And Bertha, driven beyond her patience, could not as usual command her tongue.
“If it amuses you, dear,” she answered, bitterly.
“Oh, Bertha, you’re not taking it in the proper spirit—you’re so rebellious, and it’s wrong, it’s utterly wrong.”
“I can only think of my baby,” said Bertha, hoarsely.
“Why don’t you pray to God, dear—shall I offer a short prayer now, Bertha?”
“No, I don’t want to pray to God—He’s either impotent or cruel.”
“Bertha,” cried Miss Glover. “You don’t know what you’re saying. Oh, pray to God to melt your stubbornness; pray to God to forgive you.”
“I don’t want to be forgiven. I’ve done nothing that needs it. It’s God who needs my forgiveness—not I His.”
“You don’t know what you’re saying, Bertha,” replied Miss Glover, very gravely and sorrowfully.

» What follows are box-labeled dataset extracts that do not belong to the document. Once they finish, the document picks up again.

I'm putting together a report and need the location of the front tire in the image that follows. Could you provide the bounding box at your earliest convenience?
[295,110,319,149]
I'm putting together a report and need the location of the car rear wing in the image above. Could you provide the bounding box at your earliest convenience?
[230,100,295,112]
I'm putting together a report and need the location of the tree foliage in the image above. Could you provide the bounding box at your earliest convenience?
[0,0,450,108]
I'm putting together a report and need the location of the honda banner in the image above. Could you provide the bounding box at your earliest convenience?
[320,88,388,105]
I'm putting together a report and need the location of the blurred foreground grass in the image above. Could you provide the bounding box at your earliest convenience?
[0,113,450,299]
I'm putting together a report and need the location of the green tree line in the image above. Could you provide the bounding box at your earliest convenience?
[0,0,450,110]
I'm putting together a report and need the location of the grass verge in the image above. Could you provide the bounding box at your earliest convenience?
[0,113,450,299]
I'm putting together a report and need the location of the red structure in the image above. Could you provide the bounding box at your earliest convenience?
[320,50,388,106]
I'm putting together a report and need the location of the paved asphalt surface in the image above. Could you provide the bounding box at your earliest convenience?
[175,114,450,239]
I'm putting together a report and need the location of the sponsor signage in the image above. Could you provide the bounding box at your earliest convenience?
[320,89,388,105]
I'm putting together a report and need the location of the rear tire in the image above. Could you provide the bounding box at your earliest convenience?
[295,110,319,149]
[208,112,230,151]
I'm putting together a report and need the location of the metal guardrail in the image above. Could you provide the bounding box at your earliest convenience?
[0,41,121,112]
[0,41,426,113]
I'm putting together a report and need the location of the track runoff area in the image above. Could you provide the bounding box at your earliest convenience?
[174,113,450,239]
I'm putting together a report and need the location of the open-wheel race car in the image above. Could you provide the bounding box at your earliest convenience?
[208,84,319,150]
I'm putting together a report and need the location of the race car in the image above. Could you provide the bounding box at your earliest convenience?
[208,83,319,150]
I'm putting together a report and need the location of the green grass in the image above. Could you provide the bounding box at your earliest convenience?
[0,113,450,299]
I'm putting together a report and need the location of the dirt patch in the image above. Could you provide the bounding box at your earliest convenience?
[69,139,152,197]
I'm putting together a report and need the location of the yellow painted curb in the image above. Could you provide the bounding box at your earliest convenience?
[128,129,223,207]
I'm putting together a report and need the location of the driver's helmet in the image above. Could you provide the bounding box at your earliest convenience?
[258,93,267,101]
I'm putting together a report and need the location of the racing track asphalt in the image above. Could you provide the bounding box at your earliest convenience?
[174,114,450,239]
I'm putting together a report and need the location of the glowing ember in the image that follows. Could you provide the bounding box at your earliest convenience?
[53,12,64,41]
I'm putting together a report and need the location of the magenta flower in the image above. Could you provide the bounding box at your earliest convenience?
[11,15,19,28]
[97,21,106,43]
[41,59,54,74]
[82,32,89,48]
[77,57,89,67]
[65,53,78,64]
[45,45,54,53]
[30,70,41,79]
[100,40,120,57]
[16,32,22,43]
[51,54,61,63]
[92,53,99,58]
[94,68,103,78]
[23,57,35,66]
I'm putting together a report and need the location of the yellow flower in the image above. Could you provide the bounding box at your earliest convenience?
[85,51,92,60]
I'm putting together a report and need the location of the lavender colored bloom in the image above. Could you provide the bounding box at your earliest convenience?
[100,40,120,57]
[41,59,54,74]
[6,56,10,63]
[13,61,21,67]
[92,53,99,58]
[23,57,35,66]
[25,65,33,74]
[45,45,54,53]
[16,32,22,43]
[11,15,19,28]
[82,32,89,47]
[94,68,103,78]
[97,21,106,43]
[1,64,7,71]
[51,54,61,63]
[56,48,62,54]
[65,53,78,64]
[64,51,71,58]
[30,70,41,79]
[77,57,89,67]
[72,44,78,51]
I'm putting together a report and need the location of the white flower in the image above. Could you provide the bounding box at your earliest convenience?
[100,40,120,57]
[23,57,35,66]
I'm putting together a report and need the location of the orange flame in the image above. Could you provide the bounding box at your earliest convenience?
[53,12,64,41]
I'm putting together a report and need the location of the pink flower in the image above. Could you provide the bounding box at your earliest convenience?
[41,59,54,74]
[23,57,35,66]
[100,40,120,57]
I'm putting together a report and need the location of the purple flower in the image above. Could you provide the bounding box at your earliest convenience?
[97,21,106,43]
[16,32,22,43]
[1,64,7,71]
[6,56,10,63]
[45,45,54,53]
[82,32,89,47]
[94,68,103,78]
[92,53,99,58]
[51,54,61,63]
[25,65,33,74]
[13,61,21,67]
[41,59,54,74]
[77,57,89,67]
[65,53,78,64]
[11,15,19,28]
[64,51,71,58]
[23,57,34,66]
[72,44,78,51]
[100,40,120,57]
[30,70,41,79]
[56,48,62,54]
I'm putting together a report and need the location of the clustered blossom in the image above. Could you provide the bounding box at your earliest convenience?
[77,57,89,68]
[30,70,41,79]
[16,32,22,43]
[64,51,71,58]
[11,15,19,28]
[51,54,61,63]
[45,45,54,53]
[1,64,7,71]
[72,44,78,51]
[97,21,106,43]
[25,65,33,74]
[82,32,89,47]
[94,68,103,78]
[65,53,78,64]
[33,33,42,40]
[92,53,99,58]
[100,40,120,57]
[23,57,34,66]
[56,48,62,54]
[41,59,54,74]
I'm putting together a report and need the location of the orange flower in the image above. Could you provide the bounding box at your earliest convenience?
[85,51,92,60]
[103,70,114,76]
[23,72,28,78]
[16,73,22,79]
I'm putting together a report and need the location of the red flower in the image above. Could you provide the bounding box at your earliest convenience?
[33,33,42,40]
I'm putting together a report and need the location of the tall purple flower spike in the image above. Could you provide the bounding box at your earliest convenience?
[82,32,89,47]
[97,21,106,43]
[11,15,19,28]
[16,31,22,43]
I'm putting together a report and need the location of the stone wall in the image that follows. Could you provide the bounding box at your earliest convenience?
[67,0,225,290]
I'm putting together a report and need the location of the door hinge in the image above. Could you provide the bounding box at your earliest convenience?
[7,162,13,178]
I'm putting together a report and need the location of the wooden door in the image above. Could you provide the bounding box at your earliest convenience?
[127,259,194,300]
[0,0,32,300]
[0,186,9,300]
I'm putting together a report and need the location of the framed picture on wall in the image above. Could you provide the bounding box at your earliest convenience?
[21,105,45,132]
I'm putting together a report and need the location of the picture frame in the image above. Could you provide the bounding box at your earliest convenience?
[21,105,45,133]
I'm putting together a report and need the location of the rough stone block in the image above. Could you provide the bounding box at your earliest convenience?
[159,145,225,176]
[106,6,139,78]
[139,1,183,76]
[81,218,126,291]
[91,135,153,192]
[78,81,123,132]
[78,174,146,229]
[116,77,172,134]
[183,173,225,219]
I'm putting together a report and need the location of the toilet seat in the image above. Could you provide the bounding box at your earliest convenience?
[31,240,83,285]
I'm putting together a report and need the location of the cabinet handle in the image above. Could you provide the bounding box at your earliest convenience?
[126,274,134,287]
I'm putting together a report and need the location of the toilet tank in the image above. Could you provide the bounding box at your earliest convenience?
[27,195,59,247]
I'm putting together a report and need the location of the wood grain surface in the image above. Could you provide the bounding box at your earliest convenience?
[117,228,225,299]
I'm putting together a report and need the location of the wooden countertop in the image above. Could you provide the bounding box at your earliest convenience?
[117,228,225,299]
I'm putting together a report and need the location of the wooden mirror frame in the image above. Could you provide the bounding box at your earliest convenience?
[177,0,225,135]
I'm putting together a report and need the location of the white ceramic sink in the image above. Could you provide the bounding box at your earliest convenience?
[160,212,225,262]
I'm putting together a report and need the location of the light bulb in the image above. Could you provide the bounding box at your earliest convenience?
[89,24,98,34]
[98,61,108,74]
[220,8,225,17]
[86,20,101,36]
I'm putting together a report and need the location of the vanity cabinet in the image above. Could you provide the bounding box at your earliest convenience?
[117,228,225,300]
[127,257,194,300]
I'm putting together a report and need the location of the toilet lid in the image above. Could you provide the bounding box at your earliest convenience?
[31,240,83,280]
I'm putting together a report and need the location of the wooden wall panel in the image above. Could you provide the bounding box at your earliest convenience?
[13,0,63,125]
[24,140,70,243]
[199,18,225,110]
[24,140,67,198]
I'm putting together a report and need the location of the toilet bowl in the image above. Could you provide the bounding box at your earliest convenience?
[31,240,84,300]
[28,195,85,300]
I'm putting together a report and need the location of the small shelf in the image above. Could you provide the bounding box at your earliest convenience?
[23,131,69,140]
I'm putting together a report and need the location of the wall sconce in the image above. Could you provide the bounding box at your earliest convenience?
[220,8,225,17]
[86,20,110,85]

Bertha was still so ill that Miss Glover dared not press the subject, but she was grievously troubled. She asked herself whether she should consult her brother, to whom an absurd shyness prevented her from mentioning spiritual matters, unless necessity compelled. But she had immense faith in him, and to her he was a type of all that a Christian clergyman should be. Although her character was so much stronger than his, Mr. Glover always seemed to his sister a pillar of strength; and often in past times, when the flesh was more stubborn, had she found help and consolation in his very mediocre sermons. Finally, however, Miss Glover decided to speak to him, with the result that, for a week she avoided spiritual topics in her daily conversation with the invalid; then, Bertha having grown a little stronger, without previously mentioning the fact, she brought her brother to Court Leys.